Which one have better performance?

The GTX295 has better performance because it has two GPU’s. However, since they both share the same physical connection to the machine, their combined performance is a bit less than 2x. Also, the GTX295 only has 896MB of RAM per GPU, which can’t be shared between them (in case you were thinking you could use all of it for just one of the GPU’s).

It really depends on what you’re going to be using CUDA for. If your application would normally require a lot of host->device->host->device->host (ad nauseum) transfers, you might be better off with the C1060 since you won’t have the transfer overhead. If you’re running of a lot of compute-intense kernels on small amounts of data (or somehow, you’re just generating data on the device, e.g. random numbers) then you’re probably better off with the GTX295. You’ll also need to master multi-GPU programming in order to get full usage of the GTX295, which tends to be a bit more complicated (but not too bad) than single-GPU programming.

Ask Google about their specs. She knows all.

Also, it depends on the program (whether it scales to two GPUs for example).

This is slight OT, but if a single GPU card is what you are after, but larger memory is important, I noticed that Gainward have announced a number of interesting SKUs recently - a 2048Mb GTS250, a 1792Mb GTX260 and a 2048Mb GTX285. As consumer video cards, they are total overkill, but as CUDA compute devices, they offer an interesting alternative to the 512Mb, 896Mb and 1024Mb reference designs for memory hungry applications.

Would those memories be clocked lower?
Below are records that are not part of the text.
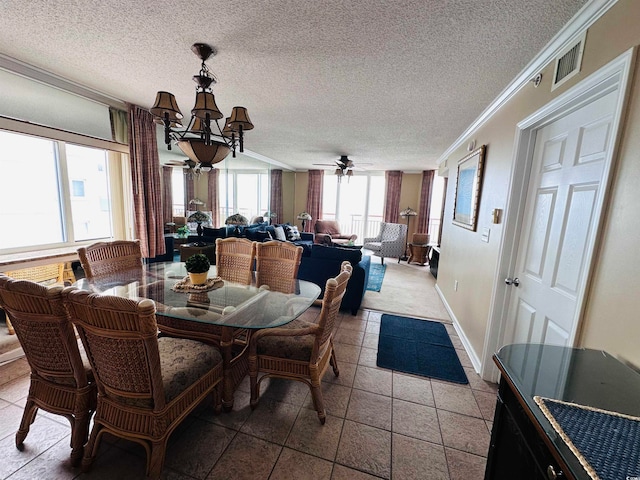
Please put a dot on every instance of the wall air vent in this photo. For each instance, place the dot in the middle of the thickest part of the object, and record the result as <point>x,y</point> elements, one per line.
<point>569,61</point>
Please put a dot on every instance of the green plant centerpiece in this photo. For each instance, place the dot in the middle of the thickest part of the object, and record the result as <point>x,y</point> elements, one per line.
<point>183,231</point>
<point>197,266</point>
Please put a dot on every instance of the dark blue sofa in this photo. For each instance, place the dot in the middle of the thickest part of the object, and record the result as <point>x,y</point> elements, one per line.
<point>324,263</point>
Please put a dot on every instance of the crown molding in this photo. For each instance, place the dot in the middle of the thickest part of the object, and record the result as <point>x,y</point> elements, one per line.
<point>581,21</point>
<point>33,73</point>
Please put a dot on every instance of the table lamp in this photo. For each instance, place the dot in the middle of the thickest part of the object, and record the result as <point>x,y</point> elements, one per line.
<point>305,217</point>
<point>407,213</point>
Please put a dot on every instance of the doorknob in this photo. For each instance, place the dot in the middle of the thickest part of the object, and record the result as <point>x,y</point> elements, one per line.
<point>512,281</point>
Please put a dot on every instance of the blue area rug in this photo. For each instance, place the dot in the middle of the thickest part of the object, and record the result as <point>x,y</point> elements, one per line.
<point>376,275</point>
<point>420,347</point>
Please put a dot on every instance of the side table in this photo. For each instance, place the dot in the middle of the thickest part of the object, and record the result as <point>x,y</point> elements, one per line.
<point>189,249</point>
<point>418,253</point>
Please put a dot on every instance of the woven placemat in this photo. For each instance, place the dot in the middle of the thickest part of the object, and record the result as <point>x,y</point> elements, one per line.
<point>185,285</point>
<point>607,444</point>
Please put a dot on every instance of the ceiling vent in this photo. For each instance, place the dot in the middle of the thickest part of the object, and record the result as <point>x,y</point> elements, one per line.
<point>569,61</point>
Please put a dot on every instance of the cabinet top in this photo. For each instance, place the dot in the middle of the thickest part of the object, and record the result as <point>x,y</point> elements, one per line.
<point>578,375</point>
<point>588,378</point>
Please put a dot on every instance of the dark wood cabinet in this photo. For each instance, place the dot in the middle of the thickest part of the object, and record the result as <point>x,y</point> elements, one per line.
<point>524,444</point>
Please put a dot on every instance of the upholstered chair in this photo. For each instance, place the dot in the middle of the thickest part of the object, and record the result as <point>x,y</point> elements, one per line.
<point>277,265</point>
<point>300,350</point>
<point>390,241</point>
<point>234,259</point>
<point>108,258</point>
<point>61,379</point>
<point>327,232</point>
<point>146,385</point>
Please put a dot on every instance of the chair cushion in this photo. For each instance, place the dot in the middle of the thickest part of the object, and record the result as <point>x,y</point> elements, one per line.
<point>291,348</point>
<point>183,362</point>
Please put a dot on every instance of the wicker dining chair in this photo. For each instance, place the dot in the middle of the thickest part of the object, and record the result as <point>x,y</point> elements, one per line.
<point>277,265</point>
<point>146,385</point>
<point>235,258</point>
<point>300,350</point>
<point>61,379</point>
<point>44,274</point>
<point>108,258</point>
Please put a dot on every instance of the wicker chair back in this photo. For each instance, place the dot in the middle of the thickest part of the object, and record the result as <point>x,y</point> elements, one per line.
<point>235,258</point>
<point>108,258</point>
<point>61,383</point>
<point>277,265</point>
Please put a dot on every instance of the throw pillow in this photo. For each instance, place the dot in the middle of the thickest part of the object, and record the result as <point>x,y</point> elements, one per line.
<point>291,232</point>
<point>280,235</point>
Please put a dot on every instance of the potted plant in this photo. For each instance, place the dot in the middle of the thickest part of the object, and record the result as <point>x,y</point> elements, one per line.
<point>183,231</point>
<point>198,267</point>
I’ve seen some designs that had more memory but used DDR2 instead of DDR3 to compensate (the cost? power consumption? don’t know)

Actually in our system with 3 and even 4 GTX295 (i.e. 6 and 8 GPUs) we’ve noticed a degragation in performance which is probably ~30%

compared to 1 half of the GTX. This is mostly because of the way the motherboard and the PCI controler works - all sorts of

hardware stuff I’m no expert at :)

In our tests we’ve also seen that half of the GTX295 runs approximatly the same as the C1060 and ~30% slower then the GTX280.

Of course “slower” is probably related to the difference in the cards bandwidth wise.

The best solution to prevent this degragation is to make the host->device->host transfers as few and small as possible.

I’m now trying to move a almost syncronious (i.e. not parralel) part of the application just to save those transfers, hopefully

it will keep the GTX295 still attractive to us.

As Big_Mac_ said, first look at the specs and then try to run some tests to see which is better for your application,

and maybe you can change the application/algorithm/move code to GPU in order to make your application more GTX295 friendly.

Also mind you that as far as I know the C1060 (for production and without the 50% discount nVidia announced) costs ~ twice

the price the GTX295 and you only get half the horse power.

Still nVidia strongly suggest that production environments should only use Tesla and not the GTXs.


You’re right…I heard it’s somewhere around 1.7x…“a bit” was a little vague.

I’m higly tempted to say GTX295. The 295 has a memory clock 25% faster than the C1060, so any memory bound kernels will run faster on the 295. That, and the GTX295 has twice the number of cores.

But as profquail said, it depends on what you want to do. If you need tons of memory, and splitting the data into several kernel calls puts a lot of overhead, the C1060 might be a better bet.

If you’re just getting started with CUDA, then definitely go for the GTX295. It gives you the possibility to learn homogeneous multi-GPU programming, and half of it will almost always be faster than the C1060.